第三十九話 サブクエスト"血の涙"
サブクエストはNPCが目印で立っており、そのNPCに話しかけるとクエストが提示される。
承諾を押せば契約が成立し、NPCの要件が開示する。
二人がジャングルをまっすぐ突き進むと、キャンプ地が見えてきた。
そこには数名のNPCが滞在しており、その中でも小さな少女にクエスト発生のマークがついていた。
「お前達はどこから来た?」
一番強そうな男が皆を庇う様に二人の前に立つ。
「海を渡って、流れ着いたんだ。そこにダンジョンがあったけど進めなくて、ジャングルに入ってきたんだ」
リリィがそう言うとNPCは「海賊か」と警戒体制をとった。
「ち、違う! 私達は敵じゃなくって! その、そこのピンク色のワンピースの女の子に用があるんです!」
「ん? レミに何の用だ。あれは俺の娘だ。悪さしようってなら、女でも容赦はしねぇぞ」
「ひぃ! ご、ごめんなさい! その、レミさんは赤い宝石とか流れ星の欠片とか見たことないですか?」
フラウがオドオドと尋ねると、小さい女の子レミはハッと顔を上げる。
「私の……私の救世主様ですね!!」
「なに!? 夢に出てきた人達ってのは……」
「はい! きっと彼らに違いありません!」
そこで"ピコン"と機械音が響いた。
二人の視界に「血の涙」というクエスト名が表示されている。
その下に「承諾」「拒否」の二文字が並んでいた。
二人は「承諾」を選択する。
「やっぱり、やっぱり救世主様ですね!! よければお話を聞いてくれませんか?」
二人が頷く間もなく、NPCは奥のテーブルへと案内する。
「実は」
レミは神妙な面持ちで話を始めた。
それは、数日前ジャングルに現れた大きな目玉が着いた十字架を中心に恐ろしいモンスターが現れた、と言う話だった。

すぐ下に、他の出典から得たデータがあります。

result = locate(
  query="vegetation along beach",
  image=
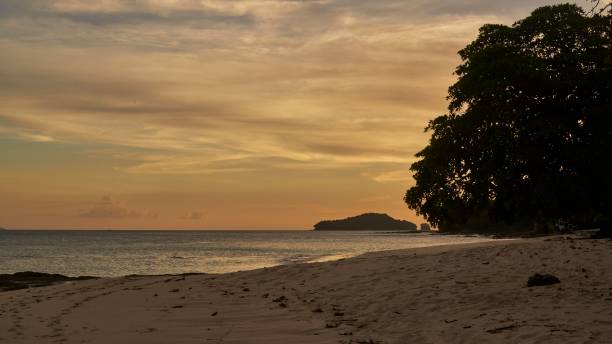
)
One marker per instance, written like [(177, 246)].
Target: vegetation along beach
[(305, 172)]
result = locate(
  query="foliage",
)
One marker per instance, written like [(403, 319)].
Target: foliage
[(528, 134)]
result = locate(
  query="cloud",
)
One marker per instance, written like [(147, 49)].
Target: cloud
[(108, 208), (211, 86)]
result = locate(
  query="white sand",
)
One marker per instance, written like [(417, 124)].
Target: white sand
[(473, 293)]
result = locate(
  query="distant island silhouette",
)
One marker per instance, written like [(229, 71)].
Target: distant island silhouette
[(366, 222)]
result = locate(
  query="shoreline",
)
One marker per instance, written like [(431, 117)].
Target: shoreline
[(438, 294)]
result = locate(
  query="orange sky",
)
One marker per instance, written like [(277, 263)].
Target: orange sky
[(221, 114)]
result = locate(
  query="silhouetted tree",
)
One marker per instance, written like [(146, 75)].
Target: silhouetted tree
[(528, 134)]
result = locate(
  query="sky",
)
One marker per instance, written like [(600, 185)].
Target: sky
[(222, 114)]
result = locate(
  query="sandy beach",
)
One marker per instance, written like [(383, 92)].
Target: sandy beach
[(448, 294)]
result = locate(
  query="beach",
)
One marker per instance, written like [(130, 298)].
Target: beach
[(445, 294)]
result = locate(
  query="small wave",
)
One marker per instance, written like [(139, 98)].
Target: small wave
[(302, 258)]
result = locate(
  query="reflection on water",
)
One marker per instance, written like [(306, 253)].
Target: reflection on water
[(116, 253)]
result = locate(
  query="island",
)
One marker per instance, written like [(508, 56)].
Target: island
[(366, 222)]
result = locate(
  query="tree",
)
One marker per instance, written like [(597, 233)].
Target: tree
[(528, 135)]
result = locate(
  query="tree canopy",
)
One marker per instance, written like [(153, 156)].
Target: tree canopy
[(528, 133)]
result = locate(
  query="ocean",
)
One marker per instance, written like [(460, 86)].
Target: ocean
[(119, 253)]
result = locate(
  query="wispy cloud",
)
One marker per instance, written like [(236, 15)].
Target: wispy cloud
[(330, 96)]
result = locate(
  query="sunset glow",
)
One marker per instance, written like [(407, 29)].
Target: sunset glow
[(224, 114)]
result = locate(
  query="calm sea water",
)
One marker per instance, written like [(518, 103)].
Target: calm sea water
[(116, 253)]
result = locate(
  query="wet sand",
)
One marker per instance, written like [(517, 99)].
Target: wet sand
[(448, 294)]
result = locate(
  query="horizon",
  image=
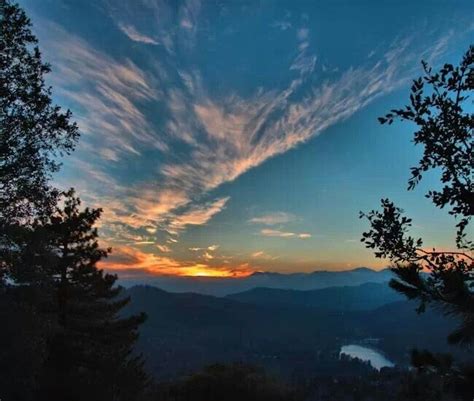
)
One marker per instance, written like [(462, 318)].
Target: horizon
[(219, 146)]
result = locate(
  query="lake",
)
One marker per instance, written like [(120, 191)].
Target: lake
[(376, 359)]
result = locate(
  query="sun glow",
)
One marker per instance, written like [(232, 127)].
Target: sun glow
[(128, 260), (206, 271)]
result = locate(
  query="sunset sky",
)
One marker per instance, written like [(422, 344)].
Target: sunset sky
[(225, 137)]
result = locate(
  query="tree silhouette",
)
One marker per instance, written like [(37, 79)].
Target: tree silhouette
[(90, 355), (33, 131), (58, 305), (446, 130)]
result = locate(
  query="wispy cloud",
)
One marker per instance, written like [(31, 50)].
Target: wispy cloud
[(132, 260), (136, 36), (263, 255), (266, 232), (271, 219), (224, 135)]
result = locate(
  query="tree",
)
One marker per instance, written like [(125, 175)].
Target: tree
[(90, 352), (446, 130), (56, 302), (33, 131)]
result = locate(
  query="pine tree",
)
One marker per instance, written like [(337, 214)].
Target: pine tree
[(33, 131), (90, 354), (446, 130)]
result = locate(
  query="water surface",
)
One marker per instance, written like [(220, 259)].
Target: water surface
[(376, 359)]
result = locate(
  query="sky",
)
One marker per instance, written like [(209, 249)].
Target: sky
[(226, 137)]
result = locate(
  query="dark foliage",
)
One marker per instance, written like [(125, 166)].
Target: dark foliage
[(225, 382), (444, 279), (447, 133), (33, 131), (90, 351), (65, 338)]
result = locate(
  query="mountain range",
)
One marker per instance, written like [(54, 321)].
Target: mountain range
[(222, 286), (286, 331)]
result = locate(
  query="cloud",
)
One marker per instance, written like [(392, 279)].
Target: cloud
[(283, 234), (163, 248), (106, 94), (224, 135), (128, 260), (302, 34), (263, 255), (272, 218), (136, 36), (197, 215)]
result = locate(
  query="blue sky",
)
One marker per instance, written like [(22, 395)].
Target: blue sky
[(224, 137)]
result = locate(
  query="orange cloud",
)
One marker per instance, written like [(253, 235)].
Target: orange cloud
[(129, 259)]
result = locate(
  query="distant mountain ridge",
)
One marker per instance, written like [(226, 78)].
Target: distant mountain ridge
[(222, 286), (367, 296), (185, 331)]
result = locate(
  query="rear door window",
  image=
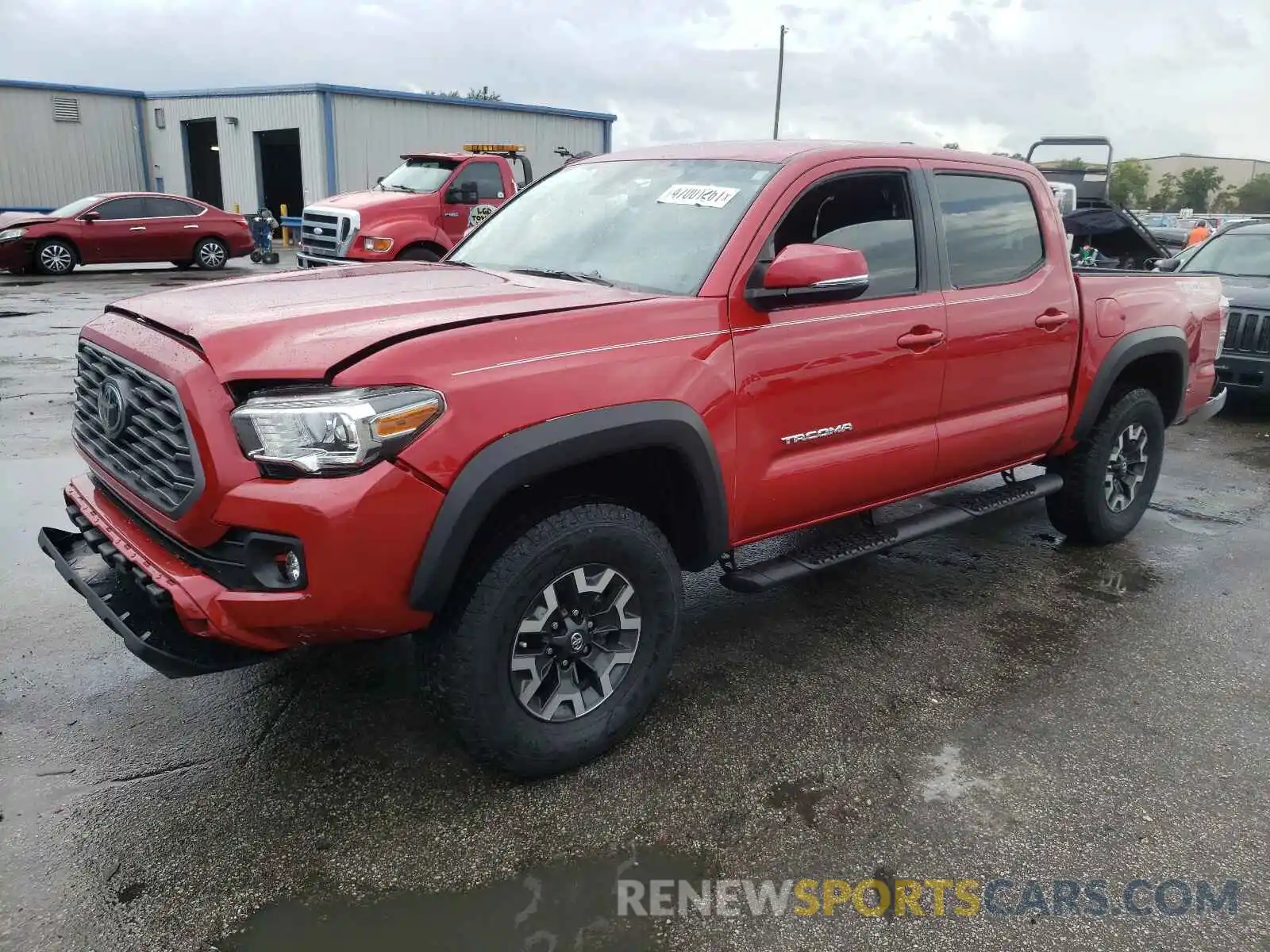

「その十字架の目玉から真っ赤な血がダラダラと流れており、その血に触れたモンスターが何かに感染したかのように暴れだしたんです」
レミは眉根を寄せて話を進めた。
「小さいモンスターたちが暴れるとこのジャングルの主が現れて……その主も血の涙に触れてしまったようです。いつもは穏やかなモンスターなのですが、今はジャングルのあっちこっちで暴れ回っていて……私達はどうすることも出来なくて……」
レミが一筋の涙を流した。
父親のガジンはそんなレミを慰めるように肩に手を添える。
「俺の娘は占い師でな、よく予知夢を見るんだ。そこに二人の救世主が現れて、この問題を解決してくれるとお告げを受けた。頼む、力を貸してくれ! このままでは俺達は……」
そう言って口を紡ぐガジン。
フラウとリリィは「よしっ!」と気合を入れた。
「まかせろ! あたし達が解決してやるよ!」
「うん! 安心して暮らせるように、力を貸すね!」
「さっそく案内してくれ!」
二人の力強い言葉に、二人は顔を輝かせた。
「ありがとうございますっ……!」
レミは歓喜の涙を流した。
そして、二人をジャングルの奥地まで案内する約束を取り付ける。
「今日はもう日が暮れますので、明日、出発致しましょう!」
レミの言葉に二人は空を見上げた。
空は日が傾き、黒い雲を連れてくる。
レミとガジンが晩御飯と寝床を用意してくれると言う。
その言葉に甘え、二人はひとまず休憩をとることにした。